Precautions to be taken while waiting for the transplant
While waiting for the transplant, it is important that patients undergo regular tests, adhere to all appointments and medical advice, and comply with treatment and dietary restrictions. In order to remain healthy, prevent any infections, prevent any complications, enable early identification of any problems or significant change in condition and allow prompt treatment before transplant, some simple precautions can be taken.
- Hand washing and scrubbing for at least one-minute using soap and water including between fingers, under the fingernail and around the nail beds before eating after using the bathroom or when they are dirty.
- Using anti-septic hand-rubs frequently
- Malnourished patients may be advised few weeks of medical nutrition therapy.
- Perform light exercises, walk and remain active (as much as possible).
- Getting enough rest
- Taking only the prescribed medicines. Do not take any new medicines, including vitamins, herbs or supplements without discussion with the transplant team.
- Children are advised to undergo all vaccinations appropriate for age, because they cannot receive live vaccines after transplant
- Eating low salt diet, as prescribed and adhering to liquid intake restriction. This will help in controlling ascites (fluid in the belly)

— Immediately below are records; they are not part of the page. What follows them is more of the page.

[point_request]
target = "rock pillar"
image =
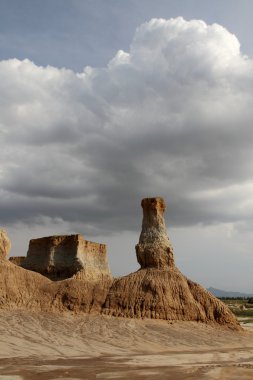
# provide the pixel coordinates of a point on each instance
(154, 249)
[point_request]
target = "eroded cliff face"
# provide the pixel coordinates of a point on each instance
(65, 256)
(28, 290)
(159, 290)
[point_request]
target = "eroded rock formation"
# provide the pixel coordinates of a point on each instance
(17, 260)
(24, 289)
(60, 257)
(5, 244)
(154, 249)
(159, 290)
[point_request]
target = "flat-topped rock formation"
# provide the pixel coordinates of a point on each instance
(24, 289)
(159, 290)
(60, 257)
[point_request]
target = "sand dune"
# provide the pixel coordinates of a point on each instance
(99, 347)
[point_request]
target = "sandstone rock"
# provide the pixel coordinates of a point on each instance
(159, 290)
(5, 244)
(154, 249)
(85, 292)
(27, 290)
(17, 260)
(61, 257)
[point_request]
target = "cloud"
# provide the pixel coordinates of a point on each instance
(171, 117)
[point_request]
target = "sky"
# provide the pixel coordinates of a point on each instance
(105, 102)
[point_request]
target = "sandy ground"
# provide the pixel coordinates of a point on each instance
(47, 347)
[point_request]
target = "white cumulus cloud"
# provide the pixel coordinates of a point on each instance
(170, 117)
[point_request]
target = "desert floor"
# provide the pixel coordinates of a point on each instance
(46, 346)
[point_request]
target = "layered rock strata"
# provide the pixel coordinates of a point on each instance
(25, 289)
(158, 289)
(60, 257)
(17, 260)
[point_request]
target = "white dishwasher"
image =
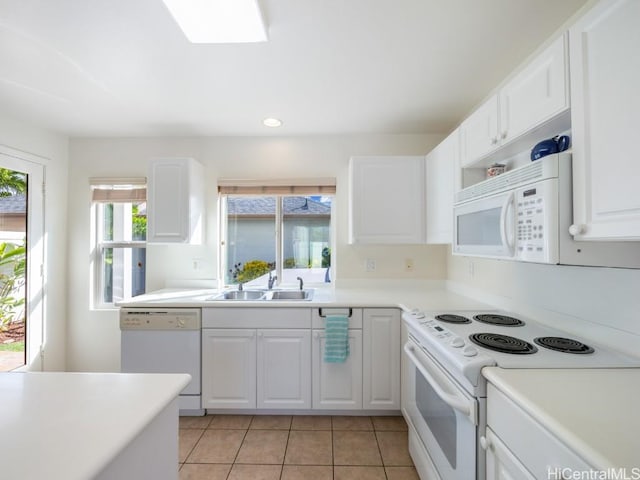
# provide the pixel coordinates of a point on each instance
(155, 340)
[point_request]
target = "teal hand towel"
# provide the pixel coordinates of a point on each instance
(336, 347)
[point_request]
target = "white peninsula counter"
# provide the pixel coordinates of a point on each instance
(80, 426)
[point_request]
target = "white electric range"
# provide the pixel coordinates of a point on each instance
(444, 398)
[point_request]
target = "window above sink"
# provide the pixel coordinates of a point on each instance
(276, 233)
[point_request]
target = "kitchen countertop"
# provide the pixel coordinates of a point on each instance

- Eating smaller meals, low-fat, high protein adequate calorie diet, keep the muscles strong
- Patients can consider taking nutritional supplements if they are unable to get enough calories or proteins in their diet, as advised by the dietician
- The transplant team should be informed about any significant change in the health or any hospitalizations
- No alcohol intake, if the transplant team has any doubt about lifetime commitment to sobriety or abstinence from alcohol or illicit drugs, they can perform random screening blood or urine tests for the same and if found positive, make the patient inactive on the waiting list
- Patients should quit smoking before transplant, because it can cause lung infections after surgery and prolong recovery from ventilator after surgery.
- The transplant team should be notified of any the unexpected change in health such as blood vomiting or black stools, changes in mental condition, excessive sleepiness (drowsiness), confusion, nose bleeding, weight gain, swelling in abdomen or arms and feet, severe or sudden abdominal pain, fever, fainting spell, severe vomiting or loose motions.
- Patients may be able to continue to work and even travel while on the waiting list after discussing the same with the transplant team. It may not be safe for patients with very low platelet counts, high INR, history of GI bleed or encephalopathy to travel. While travelling, the co-coordinators should be updated with the contact numbers. Patients should also identify a doctor locally who can take care of any urgent problems while travelling.
- Patients should keep the phone numbers of their family members and the transplant team handy to deal with any urgent situations.